But my eye was equally drawn by the tapestry of textures in shades of green which is the backdrop and bedrock to all the clever pyrotechnic polychromatism that goes on around here.


In contrast, my first job of the day was a simple matter of logistics – knocking in hurdles to protect the uncontained corners of several overstuffed beds from the onslaught of visitors. The only tricky bit was bashing the wooden feet into soil set rock hard by the recent lack of rain.

Next, I joined a kill squad hunting box tree caterpillars on the topiary blobs by the front porch. This proved to be a surprisingly popular spectator sport with the coachloads thronging the gardens and, as a result, I briefly learned the word ‘caterpillar’ in a selection of European languages.

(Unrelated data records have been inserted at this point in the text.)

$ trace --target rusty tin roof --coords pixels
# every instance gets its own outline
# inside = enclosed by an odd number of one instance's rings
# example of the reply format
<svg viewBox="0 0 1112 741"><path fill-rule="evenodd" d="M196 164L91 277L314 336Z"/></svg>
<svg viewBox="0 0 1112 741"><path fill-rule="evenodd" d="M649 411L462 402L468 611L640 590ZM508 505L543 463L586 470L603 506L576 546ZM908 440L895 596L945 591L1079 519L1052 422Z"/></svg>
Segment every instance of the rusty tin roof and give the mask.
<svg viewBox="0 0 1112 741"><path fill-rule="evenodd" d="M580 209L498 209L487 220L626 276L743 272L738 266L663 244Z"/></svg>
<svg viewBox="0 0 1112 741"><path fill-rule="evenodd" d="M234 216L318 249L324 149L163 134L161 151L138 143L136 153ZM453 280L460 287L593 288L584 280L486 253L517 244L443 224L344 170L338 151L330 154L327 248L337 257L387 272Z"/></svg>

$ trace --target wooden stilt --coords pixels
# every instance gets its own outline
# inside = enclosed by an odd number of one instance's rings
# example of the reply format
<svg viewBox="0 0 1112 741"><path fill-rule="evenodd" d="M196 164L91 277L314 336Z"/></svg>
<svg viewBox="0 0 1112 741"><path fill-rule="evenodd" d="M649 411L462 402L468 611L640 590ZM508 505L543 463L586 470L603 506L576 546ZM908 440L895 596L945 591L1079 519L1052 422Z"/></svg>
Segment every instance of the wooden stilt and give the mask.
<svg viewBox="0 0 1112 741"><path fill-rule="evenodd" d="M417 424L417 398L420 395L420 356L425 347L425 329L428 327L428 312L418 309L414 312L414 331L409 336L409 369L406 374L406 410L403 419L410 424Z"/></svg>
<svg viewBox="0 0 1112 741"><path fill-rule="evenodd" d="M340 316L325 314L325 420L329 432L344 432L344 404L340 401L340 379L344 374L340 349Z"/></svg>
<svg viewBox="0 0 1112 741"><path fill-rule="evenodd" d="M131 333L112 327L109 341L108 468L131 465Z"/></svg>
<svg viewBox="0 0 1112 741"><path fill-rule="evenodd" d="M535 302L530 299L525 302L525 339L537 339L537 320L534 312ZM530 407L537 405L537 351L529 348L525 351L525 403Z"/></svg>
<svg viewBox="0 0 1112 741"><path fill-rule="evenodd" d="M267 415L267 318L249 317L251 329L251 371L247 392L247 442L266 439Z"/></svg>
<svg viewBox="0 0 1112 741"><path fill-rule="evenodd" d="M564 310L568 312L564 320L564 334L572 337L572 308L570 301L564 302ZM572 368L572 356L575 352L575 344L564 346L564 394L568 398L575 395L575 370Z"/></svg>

At coffee break the cheeky robin was back, and on the scrounge again. I even had my own ankle-grazing experience, despite the fact that I was only eating yoghurt, and then I spent the rest of the day potting on module-grown seedlings with a group down at the nursery work benches.



The sun shone, but not too much. The conversation flowed in interesting directions, and the visitors were wildly appreciative. In a week when I was lucky enough to spend two separate days in the fabulous fantasy land of Chelsea Flower Show, it was grounding in every sense to devote a day to the steady, cyclical work that is required to produce this Best in Show garden in the real world.